Blame this kind of joint pain on cartilage — or a lack thereof. As the connective tissue wears away, the subsequent bone-on-bone contact can trigger pain ranging from mild to severe. It’s more common among obese people (as excess weight increases pressure on joints) and the elderly (because cartilage deteriorates with age), but it can also develop from an injury like a torn meniscus or ACL. Cortisone injections are one option, but overdoing the shots may worsen joint damage, which is why many doctors limit the number of injections patients can receive in a year.
Alternative Rx: Acupuncture
This needling technique has been used to treat pain for centuries, and evidence suggests it can be particularly effective in treating knee osteoarthritis.
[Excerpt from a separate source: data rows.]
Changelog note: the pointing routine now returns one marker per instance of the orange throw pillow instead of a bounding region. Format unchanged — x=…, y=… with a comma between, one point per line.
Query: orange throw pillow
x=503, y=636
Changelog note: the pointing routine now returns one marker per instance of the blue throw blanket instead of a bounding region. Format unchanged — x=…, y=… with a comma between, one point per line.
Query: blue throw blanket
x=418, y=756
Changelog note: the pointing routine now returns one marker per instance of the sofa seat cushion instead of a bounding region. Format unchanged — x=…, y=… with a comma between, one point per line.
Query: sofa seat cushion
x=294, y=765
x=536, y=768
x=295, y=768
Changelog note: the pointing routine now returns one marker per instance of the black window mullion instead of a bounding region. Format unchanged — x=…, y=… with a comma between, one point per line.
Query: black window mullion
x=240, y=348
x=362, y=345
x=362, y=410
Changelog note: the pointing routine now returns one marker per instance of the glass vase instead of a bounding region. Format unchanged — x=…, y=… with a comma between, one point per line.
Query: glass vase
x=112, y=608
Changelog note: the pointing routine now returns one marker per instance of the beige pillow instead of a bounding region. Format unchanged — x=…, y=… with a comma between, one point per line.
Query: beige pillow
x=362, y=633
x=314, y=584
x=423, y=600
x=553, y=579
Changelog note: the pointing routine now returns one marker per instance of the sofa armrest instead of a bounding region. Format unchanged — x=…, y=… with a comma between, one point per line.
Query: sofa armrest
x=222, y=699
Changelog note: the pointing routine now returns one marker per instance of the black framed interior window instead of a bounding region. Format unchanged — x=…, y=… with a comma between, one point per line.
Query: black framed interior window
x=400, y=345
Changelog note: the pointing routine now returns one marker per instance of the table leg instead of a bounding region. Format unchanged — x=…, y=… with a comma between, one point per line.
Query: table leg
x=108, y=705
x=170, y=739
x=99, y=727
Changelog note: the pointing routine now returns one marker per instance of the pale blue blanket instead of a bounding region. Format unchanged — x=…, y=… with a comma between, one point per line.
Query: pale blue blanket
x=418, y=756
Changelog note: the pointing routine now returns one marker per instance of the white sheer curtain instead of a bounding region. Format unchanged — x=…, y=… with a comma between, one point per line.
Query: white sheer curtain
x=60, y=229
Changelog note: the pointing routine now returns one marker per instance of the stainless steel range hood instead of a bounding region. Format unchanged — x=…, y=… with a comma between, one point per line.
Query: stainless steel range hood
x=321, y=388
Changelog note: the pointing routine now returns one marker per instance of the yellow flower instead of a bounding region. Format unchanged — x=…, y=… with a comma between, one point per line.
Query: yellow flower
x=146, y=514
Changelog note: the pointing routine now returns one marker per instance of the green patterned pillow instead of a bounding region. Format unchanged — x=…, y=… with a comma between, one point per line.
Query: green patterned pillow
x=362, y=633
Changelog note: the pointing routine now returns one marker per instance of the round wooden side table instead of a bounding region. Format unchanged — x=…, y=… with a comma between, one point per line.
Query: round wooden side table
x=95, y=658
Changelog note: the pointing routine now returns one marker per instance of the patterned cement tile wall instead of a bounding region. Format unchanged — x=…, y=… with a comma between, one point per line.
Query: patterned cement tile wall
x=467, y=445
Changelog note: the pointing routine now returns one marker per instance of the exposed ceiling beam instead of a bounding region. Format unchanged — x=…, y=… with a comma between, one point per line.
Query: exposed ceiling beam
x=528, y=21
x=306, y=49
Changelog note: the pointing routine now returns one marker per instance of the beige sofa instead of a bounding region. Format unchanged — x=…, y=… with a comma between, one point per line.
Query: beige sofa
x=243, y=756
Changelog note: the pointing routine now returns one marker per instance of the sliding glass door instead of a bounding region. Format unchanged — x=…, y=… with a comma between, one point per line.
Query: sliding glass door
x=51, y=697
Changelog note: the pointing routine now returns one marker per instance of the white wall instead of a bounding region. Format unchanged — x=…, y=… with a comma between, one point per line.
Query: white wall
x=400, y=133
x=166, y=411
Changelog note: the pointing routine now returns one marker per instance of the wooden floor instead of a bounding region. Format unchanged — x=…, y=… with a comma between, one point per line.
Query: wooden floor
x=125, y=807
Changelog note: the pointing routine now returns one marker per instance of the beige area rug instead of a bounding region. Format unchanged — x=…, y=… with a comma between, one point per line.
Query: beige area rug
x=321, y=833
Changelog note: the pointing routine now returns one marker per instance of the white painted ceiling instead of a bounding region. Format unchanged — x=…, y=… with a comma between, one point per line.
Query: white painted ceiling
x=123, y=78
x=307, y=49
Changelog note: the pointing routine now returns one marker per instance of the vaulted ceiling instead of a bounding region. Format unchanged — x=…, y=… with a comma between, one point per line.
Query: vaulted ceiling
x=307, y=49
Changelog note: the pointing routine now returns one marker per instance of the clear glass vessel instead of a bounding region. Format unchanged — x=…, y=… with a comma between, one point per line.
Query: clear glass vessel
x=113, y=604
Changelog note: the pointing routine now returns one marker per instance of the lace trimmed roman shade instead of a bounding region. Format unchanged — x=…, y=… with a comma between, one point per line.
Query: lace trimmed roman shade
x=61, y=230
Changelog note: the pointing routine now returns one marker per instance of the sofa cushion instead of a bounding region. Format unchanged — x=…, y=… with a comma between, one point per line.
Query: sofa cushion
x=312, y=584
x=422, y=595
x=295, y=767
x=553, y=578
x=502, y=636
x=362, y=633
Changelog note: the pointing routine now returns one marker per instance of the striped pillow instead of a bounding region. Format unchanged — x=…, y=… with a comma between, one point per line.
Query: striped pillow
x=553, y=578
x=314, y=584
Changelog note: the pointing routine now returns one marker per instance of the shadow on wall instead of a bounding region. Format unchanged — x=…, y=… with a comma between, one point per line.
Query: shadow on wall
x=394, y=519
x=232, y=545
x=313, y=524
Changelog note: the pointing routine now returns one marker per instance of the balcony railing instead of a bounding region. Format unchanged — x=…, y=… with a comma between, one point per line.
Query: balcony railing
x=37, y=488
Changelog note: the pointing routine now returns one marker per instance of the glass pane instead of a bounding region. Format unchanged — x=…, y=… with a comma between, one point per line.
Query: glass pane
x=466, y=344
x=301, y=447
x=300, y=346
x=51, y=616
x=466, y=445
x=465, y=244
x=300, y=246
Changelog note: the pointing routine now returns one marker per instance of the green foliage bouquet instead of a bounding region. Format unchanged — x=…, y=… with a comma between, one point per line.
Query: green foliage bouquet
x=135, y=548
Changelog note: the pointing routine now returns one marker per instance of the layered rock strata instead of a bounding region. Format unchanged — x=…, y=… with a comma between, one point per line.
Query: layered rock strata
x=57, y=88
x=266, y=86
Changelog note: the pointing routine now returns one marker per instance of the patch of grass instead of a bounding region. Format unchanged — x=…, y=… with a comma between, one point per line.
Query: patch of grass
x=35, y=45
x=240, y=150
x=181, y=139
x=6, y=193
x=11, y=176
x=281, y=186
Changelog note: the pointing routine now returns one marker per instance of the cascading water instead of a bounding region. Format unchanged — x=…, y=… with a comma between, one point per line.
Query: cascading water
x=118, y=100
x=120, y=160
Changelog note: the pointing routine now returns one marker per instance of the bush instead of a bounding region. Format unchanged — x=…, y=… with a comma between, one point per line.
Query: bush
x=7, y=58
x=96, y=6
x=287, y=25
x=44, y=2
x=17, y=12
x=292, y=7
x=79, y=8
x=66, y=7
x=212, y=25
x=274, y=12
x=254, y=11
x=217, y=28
A 2012 study found that acupuncture could be a low-cost substitute for knee surgery, providing substantial pain relief in about a third of patients. Researchers believe the needles may trigger nerves to signal the brain to release endorphins that naturally dull pain.
A subset of back pain, sciatica affects up to 5 percent of women and refers to pain that can begin in the low back and radiate south to the legs and feet. The pain can vary widely, from a burning sensation to numbness and tingling, brought on by the compression of nerves that begin along the lower spinal column. A herniated disk is one of the most common culprits, but injury, obesity, and even prolonged sitting can also trigger the condition.
Alternative Rx: Physical Therapy (PT)
While severe pain from sciatica will make you want to do anything but exercise, prolonged inactivity can make symptoms worse. Once your acute pain subsides (rest for no more than two days), PT can help prevent further injury to the back by improving posture and flexibility and strengthening muscles for support. One study found that 79 percent of sciatica patients who did physical therapy in addition to receiving routine treatment and medication from a doctor reported complete recovery or significant improvement after a year, while only 56 percent of patients who didn’t receive the PT saw similar results.
The most common cause of general musculoskeletal pain in women ages 20 to 55 is also the hardest to treat. Unlike other common types of pain, fibromyalgia has no known cause and is characterized by fatigue and widespread aches that can leave the whole body feeling tender. The problem likely lies with the body’s central nervous system. In most cases, when the brain processes pain, it sends the signal back to the site of the problem (bang your knee, and you feel a sharp sting on the spot), but with fibromyalgia, the signal is amplified, affecting the body at many different points. While there is no cure for fibromyalgia, reducing stress, getting enough sleep, and exercising regularly can help manage the symptoms. Some prescription drugs have also been effective at keeping pain under control.
Alternative Rx: Hypnotherapy
The healing powers of hypnotherapy, in which a licensed hypnotherapist guides your mind to a highly focused mental state while easing your body into deep relaxation, are impressive, with studies showing its ability to significantly decrease pain levels and reduce painkiller use. While it’s not completely clear why hypnosis works so well, some brain imaging studies suggest it reduces activity in areas of the brain that process pain. And it may not take long: Patients in one study reported relief that lasted for three months after just eight one-hour sessions.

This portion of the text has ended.